I swallow and heave out an exhale.

God, I wish I’d told her.

“I should have told you,” I say softly as I approach.

Her gaze is hard as flint as she straightens her back even more. “Why don’t you tell me now? Tell me how you helped Marv choose Savannah and how you knew the entire time and didn’t say a damn word to me about it. I told you how much I wanted that job. I told you everything!” She dips her head. “God. I was so fucking gullible. Just when I thought you were . . .” Her voice stops and trails off.

My chest freezes. “What?”

She shakes her head furiously. “Nothing. It’s not important.” Her posture goes limp, as if all her bones have dissolved away, leaving only her skin. “Not anymore.”

My heart beats double time. “I had nothing to do with Savannah.”

“But you were there at the board meeting.”

“I’m on your side, Stone.” My hands clench, remembering the hurried meeting on Monday. Marv had gone in with a tight plan, using the consultants’ logic and then the viewers’ complaints about Stone’s monkey pawing episode. I’d asked him for the proof of the complaints, because I doubted they were as widespread as he’d claimed, but it had fallen on deaf ears.
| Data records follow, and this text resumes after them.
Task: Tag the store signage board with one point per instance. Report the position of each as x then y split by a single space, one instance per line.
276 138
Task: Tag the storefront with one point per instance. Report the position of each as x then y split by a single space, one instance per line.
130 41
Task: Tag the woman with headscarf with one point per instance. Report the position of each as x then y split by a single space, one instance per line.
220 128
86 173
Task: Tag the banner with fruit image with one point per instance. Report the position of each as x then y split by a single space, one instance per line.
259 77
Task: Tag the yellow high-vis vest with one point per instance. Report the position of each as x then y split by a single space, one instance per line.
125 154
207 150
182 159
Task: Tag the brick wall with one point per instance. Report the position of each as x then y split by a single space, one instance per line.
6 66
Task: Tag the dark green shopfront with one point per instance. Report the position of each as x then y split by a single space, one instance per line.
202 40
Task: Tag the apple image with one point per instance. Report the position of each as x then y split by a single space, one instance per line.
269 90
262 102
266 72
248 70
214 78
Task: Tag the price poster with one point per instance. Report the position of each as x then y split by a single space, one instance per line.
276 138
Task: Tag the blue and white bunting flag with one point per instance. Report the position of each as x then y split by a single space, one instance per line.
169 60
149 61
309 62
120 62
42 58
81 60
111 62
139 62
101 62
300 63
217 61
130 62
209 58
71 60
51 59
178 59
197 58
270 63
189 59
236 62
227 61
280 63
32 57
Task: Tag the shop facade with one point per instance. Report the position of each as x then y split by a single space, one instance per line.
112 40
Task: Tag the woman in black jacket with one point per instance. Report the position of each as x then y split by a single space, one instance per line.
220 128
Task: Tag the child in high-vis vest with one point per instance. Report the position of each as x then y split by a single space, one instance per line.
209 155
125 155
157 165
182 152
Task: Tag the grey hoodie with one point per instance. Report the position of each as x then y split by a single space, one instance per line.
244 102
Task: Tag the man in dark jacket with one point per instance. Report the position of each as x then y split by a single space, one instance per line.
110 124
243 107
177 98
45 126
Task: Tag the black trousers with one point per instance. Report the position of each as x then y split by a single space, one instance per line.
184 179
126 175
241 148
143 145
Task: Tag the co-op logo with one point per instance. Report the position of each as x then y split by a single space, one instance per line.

I’d brought up how Savannah was too immature to handle the pressure, and obviously I’d chimed in about her apparent lack of knowledge when it came to basic geography. But, he’d been adamant about Savannah being the new, young fresh face of Houston, and nothing I said had helped.

“I was against it, but Marv managed to push it through. He had sound reasoning and on paper, Savannah has everything—”

“She’s been here less than a year and has somehow managed to take everything!” Her face crumbles and she looks away from me.

“You deserve that job over anyone else,” I say gently.

“Words, just words, Cade. Tell me this: did you know last night—when we were fucking—that I was going to come in here and get blindsided?”

I bury my hands in my hair. “I’m sorry. I didn’t think he would announce it so soon. I didn’t want to hurt you.”

“And you didn’t think today would hurt?” She grimaces, the cactus wobbles, and I’m waiting for it to crash to the floor. She manages to secure it.

Her face is red as she glares at me. “I fell right into your lap, knowing it was dangerous to get involved with a co-worker, but in the end, it didn’t even matter. Because it wasn’t you that screwed me up, it was me, believing for half a second that Marv and you and Vicky would look at me and my record. It was me believing that I deserved that job, but obviously my brain isn’t pea-sized enough. I’m not young enough . . .” She sucks in a shuddering breath and looks blindly around the room. “I hate this place.”

“Marv made a mistake. Let me—”

She slices into the air with her hand. “You are not going to do anything. Whatever we had”—she motions between the two of us—“is over and done. I trusted you.”

I deserve that, but her words cut like a sharp knife.

“Don’t go,” I say and take a step toward her.